I purchased a 10 yr old quarter horse gelding about 3 months ago. He is a beautiful horse and reins very well. The problem I have is that he always wants to go faster and I always have to keep a tight rein. If I am trotting slow, he wants to trot faster. If I am loping slow, he wants to run fast. I use a curb bit with a leather chin strap. After riding about 1 hr, his chin is raw and almost bleeding. I tried a hackamore on him but it did not give me enough control. Perhaps if I had time to work him more, he would be tired and not so anxious to go faster. But I only have the time to ride him about 2-3 hours per week. Is there some easy way to slow him down?


Hi Wayne,

There is no short cut with horses. A 'short cut' generally means the human is trying to force something onto the horse. This does not work and is abuse. The best way to train a horse to stop is one that has risks and should be taken on by a very competent equestrian. It requires that you actually 'release control' and allow the horse to find his stop and then be rewarded for finding that stop. Sounds interesting, doesn't it? Here is the process:

Come into a large round pen (50-60 feet in diameter) or an arena with fence around it and gated ( a medium sized arena might prove best). Put a rope halter and lead rope (tied as reins or not, it doesn't matter) on your horse and begin to ride him. You need to let the horse go as fast as he wants, without trying to control his speed at all. You need to be able to sit out whatever the horse does and only influence his direction so he doesn't go somewhere dangerous that fast. It would probably be a good idea to warm the horse up in the round pen before you ride him so there is no bucking potential. Some horses will buck when first 'given their heads' totally. I absolutely guarantee your horse will want to stop eventually on his own. When you feel him finally looking to stop, just lift the rope and say "HO", or when he just finally stops on his own, give him a "good boy" and put him away. This is his big reward.
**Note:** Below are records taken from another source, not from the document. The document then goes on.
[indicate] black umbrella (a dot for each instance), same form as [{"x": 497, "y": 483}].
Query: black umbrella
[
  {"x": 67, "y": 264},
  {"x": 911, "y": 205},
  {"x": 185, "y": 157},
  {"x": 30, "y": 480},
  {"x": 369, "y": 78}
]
Do this process a few times and your horse will develop a nice easy stop. Then you can practice developing the lightest stop you can. Simply hunker down and back a little, close your legs (thighs to your knees closes the door to forward motion), lift the reins just the slightest bit (or not) and whisper "ho" (or not). Then you can begin to ride this horse without a bridle and just a neck rope. Consider the possibilities when we allow the horse to find things out for himself and actually allow him to learn by other than we trying to force the lesson on him, which is what 'control' does. Please do not attempt this is you do not feel qualified as a rider. Find someone who can and is willing to help. Once the initial 'stop' is found and rewarded, the horse will have learned it to a large degree and will respond to lightness in the stopping cue if the people riding the horse have a similar level of competence. With a mediocre rider who is pulling on the horse's mouth, the same thing will happen all over again and the lesson will have been wasted. Abuse/control only fosters fear and never confidence. Guidence and leadership develop trust, partnership, confidence and cooperation. The biggest problem to this whole process is if a human is willing and able to 'release control', let the horse find what the human wants it to do and then get rewarded. This is how we all learn the best (experientially).

I have said this is a very risky process and should not be undertaken by anybody other than a very experienced equestrian. There is a huge risk to a novice or intermediate rider. It is a very risky process, but is the one that really works the best and is the most efficient. Good luck and please keep me posted. BE CAREFUL!